|Forums > Film-making > Opening the Door
at 14:29, 21 Sep 2006
|Opening the Door
I need acting workshops so casting directors and directors can see me perform,when i audition my speech is too fast i rush and become miss heard. when presure is applied in a real situation i can perform but when asked to act in the moment i become still, my memory blank and i feel helpless. im not afraid of been good just what may happen when i become good.... how do i despose of the unneccesary fear and channel the energy in to possitive emotion rather than eratic fear???? any suggestions???
at 03:14, 17 Oct 2006
Auditions are a strange art form. The actor can feel humiliated, judged by unclear standards, unsure whether to push him or herself forward, try to resemble the part being cast, or, on the contrary, hold back and ‘be himself’. Whatever that is.

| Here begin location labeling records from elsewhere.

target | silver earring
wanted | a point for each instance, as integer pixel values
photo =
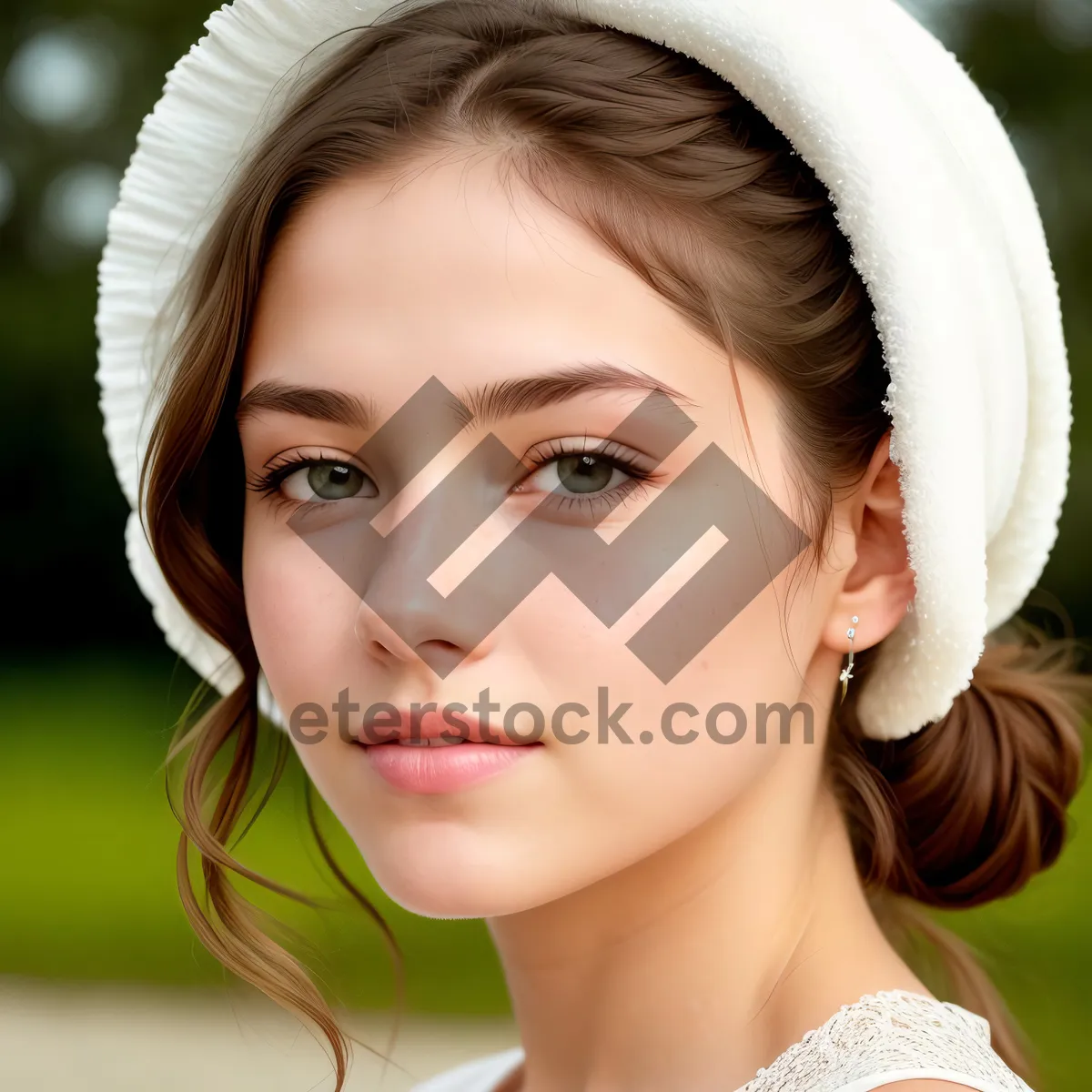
(847, 670)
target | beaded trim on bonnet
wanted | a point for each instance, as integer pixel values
(885, 1033)
(945, 235)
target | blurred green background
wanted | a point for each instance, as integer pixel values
(88, 693)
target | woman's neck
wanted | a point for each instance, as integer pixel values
(699, 965)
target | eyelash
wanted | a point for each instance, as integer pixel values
(611, 452)
(268, 483)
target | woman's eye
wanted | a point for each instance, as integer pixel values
(328, 481)
(577, 475)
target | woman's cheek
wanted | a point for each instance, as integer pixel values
(300, 615)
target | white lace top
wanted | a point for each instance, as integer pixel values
(894, 1036)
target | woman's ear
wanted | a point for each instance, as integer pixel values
(879, 584)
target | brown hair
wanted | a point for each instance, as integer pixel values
(696, 191)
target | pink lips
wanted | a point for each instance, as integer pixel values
(441, 765)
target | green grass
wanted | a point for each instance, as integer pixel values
(88, 884)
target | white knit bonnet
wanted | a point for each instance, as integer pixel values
(927, 187)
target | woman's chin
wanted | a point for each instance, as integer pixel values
(450, 882)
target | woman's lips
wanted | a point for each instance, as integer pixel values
(427, 754)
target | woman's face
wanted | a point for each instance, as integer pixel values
(375, 296)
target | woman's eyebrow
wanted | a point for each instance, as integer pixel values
(481, 405)
(511, 397)
(318, 403)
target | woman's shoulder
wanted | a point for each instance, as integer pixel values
(895, 1037)
(887, 1037)
(481, 1075)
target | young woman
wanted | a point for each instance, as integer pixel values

The casting director and director, meanwhile, are often exhausted, anxious, well aware of the discomfort of the actor, trying to be decent human beings and yet, ultimately, ruthless in pursuit of the right choice for the part.
In my experience there are many factors which make an audition work. It is always a relief when an actor is un-defensive, has a sense of humour, is willing to do anything (no false ‘pride’) and has an awareness of the job the director is trying to do. That way you feel “there is no resistance here: I can work with this person.” Anything is possible.
But there has to be the right fit for the role as well – or the right look, or age and so on – and these factors may mean an actor is turned down for the part despite it being clear that he or she is excellent in every way.
So try not to take any rejections personally. A meeting is never wasted. One remembers a face, a warm encounter. I have often called people back for something else, another time, another film.
Think of it as a meditation: an exercise in being fully present, detached yet open. And give everything you can. By doing that you will find out who you are.
at 04:43, 19 Oct 2006
On re-reading your message I see that there is a lot of emphasis on doing and fear of just being. I think it may be useful for you to take attention away from your 'doingness'...ie stop worrying about your 'performance' and put your attention on the other people in the room. in that way you will come into the present and 'be', which is the quality most directors are looking for on film.